Six Characters in Search of an Author
Reviews
In Mark Thomson's funny and sure-footed staging . . . the six intruders are not only cast-offs of an unknown author's imagination, but also theatrical ghosts, haunting the netherworld between reality and illusion.
[Pirandello] engages us in an Ibsenesque plot about a dysfunctional family suffering poverty, sexual exploitation and suicide at the same time as showing it for the artifice that it is. The pull of the narrative keeps us on board, so we hardly notice we have been caught up in an esoteric debate about the nature of art, character and reality.

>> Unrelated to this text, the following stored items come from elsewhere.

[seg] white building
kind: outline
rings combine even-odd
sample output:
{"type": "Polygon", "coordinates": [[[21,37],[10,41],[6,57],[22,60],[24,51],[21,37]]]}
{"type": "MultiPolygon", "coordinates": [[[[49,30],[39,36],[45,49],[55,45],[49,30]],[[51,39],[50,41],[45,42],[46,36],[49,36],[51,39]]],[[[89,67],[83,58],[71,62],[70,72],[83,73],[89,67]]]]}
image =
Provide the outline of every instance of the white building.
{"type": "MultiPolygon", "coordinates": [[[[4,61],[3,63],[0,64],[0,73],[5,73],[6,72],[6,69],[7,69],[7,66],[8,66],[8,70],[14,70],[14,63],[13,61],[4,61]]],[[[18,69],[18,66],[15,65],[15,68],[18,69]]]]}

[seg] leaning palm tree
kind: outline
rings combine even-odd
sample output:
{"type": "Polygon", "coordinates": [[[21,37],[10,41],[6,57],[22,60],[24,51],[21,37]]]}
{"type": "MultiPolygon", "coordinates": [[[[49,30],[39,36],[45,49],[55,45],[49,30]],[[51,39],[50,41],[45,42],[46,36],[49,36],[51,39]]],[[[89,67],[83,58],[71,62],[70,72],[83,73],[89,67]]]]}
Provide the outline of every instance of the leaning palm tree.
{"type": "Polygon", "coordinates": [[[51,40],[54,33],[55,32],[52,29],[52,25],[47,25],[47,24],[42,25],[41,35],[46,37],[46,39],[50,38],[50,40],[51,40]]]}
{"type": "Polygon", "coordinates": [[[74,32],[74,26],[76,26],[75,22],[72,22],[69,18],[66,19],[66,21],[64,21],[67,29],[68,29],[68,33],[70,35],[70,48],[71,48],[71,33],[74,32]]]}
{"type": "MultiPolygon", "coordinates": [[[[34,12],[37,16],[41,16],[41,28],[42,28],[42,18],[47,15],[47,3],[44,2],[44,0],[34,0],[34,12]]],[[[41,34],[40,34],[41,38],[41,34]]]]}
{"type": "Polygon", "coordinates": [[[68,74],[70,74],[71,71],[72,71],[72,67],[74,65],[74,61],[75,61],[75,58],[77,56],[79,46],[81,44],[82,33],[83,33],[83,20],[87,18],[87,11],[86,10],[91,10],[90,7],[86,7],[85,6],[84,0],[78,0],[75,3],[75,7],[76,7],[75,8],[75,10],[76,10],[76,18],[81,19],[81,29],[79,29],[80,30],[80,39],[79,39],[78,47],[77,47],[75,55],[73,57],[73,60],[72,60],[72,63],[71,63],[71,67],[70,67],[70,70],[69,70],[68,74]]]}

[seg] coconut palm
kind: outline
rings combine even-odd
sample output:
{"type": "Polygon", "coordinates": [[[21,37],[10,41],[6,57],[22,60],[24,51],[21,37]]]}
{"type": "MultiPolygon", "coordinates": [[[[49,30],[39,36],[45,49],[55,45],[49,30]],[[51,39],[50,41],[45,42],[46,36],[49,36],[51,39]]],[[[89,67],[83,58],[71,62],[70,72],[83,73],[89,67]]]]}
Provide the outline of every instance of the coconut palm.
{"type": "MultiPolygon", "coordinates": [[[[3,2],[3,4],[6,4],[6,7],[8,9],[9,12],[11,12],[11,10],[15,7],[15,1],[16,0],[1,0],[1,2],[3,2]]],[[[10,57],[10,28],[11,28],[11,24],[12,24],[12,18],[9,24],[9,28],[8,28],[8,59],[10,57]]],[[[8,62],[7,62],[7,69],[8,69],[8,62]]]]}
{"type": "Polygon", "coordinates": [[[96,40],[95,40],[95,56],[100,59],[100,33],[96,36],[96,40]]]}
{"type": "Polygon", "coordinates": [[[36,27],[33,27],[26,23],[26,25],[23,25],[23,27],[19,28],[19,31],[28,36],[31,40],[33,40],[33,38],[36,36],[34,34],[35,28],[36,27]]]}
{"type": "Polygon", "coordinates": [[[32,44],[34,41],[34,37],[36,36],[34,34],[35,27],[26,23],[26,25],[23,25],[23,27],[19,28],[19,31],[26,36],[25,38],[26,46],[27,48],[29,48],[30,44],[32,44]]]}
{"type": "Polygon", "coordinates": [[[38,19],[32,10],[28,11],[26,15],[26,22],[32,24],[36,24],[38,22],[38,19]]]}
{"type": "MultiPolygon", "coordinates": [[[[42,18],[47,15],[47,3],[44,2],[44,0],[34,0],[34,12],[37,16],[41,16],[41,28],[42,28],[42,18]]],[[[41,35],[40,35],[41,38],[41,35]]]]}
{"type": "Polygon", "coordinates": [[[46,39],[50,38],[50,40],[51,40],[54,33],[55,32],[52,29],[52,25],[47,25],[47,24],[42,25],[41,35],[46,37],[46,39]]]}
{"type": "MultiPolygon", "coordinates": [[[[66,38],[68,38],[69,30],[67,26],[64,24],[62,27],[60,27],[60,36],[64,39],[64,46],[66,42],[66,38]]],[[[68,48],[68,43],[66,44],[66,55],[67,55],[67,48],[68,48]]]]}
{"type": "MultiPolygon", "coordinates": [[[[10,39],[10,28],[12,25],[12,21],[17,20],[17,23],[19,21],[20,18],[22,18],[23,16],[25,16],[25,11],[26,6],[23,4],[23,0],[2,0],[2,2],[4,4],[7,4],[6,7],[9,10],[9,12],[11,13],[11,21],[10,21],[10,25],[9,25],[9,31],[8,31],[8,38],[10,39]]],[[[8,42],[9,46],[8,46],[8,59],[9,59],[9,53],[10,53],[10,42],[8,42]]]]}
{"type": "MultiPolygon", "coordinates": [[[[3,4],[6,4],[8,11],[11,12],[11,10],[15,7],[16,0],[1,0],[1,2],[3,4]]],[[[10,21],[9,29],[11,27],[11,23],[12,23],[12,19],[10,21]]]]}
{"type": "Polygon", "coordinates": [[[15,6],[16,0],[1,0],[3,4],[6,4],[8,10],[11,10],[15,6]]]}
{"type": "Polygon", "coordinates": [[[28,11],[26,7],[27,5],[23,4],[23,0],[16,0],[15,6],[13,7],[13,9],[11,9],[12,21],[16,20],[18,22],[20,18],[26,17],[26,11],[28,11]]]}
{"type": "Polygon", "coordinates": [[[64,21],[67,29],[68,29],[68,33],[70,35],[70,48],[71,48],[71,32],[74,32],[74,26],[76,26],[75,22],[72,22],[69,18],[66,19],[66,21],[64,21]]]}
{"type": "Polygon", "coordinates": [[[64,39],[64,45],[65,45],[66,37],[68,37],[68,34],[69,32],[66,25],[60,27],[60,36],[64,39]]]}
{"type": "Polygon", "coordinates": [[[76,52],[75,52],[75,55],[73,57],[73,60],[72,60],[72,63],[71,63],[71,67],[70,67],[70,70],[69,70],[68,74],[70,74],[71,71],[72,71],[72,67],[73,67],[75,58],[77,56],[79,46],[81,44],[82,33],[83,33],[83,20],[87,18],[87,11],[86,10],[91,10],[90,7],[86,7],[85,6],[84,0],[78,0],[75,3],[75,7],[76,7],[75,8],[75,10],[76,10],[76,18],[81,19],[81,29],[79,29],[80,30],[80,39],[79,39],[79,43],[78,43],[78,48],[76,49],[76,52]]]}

Newcomer Amy Manson gives the performance of the evening, playing the Step-daughter with tremendous sensitivity to the switches from irony to anger to humiliation, while Ron Donachie plays her father with an authority that makes his role as a sexual predator even more creepy. Their lingering presence at the end of the show, like spectres after the ball, leaves us with a chill sensation of the haunting power of the imagination.
The Guardian * * * *
This adaptation of Pirandello by David Harrower is an absorbing and thought-provoking look at the limitations of art in addressing truth and reality. Ostensibly a tragedy, it is also very funny.
Premiered in 1921, its touchstones include Waiting For Godot and If On A Winter's Night A Traveller, which also looked at identity, perspective and notions of reality.
Metro (Scotland) * * * *
. . . it's not so much an author [the Characters] are seeking but closure from the kitchen sink drama they're trapped in.
When Six Characters was first produced, Pirandello was kicking out at the glass ceiling of his art as well as pursuing a line of philosohical enquiry. Today, this looks like an envelope-pushing precursor of everything from devised and verbatim theatre to the attention-seeking flotsam and jetsam who make confessional reality TV such a freak-show.